- Born: August 11, 1823 Greenfield, Massachusetts
- Died: September 4, 1889 (aged 66) Batavia, Illinois
- Education: College of Physicians and Surgeons (MD, 1844)
- Occupation: psychiatrist

= David Tilden Brown =

David Tilden Brown (August 11, 1823 - Greenfield, Massachusetts – September 4, 1889 - Batavia, Illinois) practiced psychiatry from 1844-1849 in various asylums in eastern United States. When gold was found in the Sierra Nevada, Brown decided to cash in and travel to Central America in 1849, planning to establish a cheaper and faster commercial route west from the Atlantic to the Pacific Oceans across the isthmus of Nicaragua. He and his associates formed the Compania de Vapores de Nicaragua, but the company eventually was absorbed by Cornelius Vanderbilt's American Atlantic and Pacific Ship Canal Company.

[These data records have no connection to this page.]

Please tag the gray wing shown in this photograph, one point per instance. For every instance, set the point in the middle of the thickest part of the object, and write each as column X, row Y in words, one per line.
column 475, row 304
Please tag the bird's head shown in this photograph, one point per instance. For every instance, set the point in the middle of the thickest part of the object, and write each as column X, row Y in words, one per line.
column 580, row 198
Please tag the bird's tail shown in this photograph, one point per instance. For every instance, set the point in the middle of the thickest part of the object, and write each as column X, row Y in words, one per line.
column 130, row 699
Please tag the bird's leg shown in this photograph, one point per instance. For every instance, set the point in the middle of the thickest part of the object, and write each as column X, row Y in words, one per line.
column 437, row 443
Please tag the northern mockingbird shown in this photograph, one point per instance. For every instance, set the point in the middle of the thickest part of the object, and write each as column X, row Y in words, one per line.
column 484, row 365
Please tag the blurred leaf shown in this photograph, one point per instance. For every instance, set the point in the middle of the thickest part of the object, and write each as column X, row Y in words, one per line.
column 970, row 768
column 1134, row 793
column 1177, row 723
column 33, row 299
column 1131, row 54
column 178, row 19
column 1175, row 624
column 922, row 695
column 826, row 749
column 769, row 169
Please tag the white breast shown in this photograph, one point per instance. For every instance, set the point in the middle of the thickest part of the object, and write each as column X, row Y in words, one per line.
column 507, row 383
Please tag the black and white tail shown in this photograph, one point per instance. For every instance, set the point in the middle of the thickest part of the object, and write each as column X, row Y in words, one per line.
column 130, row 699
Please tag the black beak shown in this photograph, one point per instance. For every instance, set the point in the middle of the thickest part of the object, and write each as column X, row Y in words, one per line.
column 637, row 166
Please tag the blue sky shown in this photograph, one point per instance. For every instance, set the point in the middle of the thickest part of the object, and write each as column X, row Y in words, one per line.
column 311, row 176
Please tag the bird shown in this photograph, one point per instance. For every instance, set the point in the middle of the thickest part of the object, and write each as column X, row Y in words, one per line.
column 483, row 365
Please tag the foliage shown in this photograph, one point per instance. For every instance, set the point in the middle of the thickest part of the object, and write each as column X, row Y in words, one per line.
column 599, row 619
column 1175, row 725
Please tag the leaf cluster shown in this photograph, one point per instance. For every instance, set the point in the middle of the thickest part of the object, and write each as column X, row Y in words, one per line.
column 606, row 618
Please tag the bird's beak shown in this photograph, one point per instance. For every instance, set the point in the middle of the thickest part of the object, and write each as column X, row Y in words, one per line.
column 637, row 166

Brown returned to the practice of medicine from 1852-1877. He was the medical advisor along with the architect Calvert Vaux, for plans to build the Sheppard Asylum, a modern hospital for mental patients, in Baltimore, Maryland, which opened in 1891. Brown suffered poor health and retired to his home in Batavia, Illinois. It was there that he committed suicide in 1889.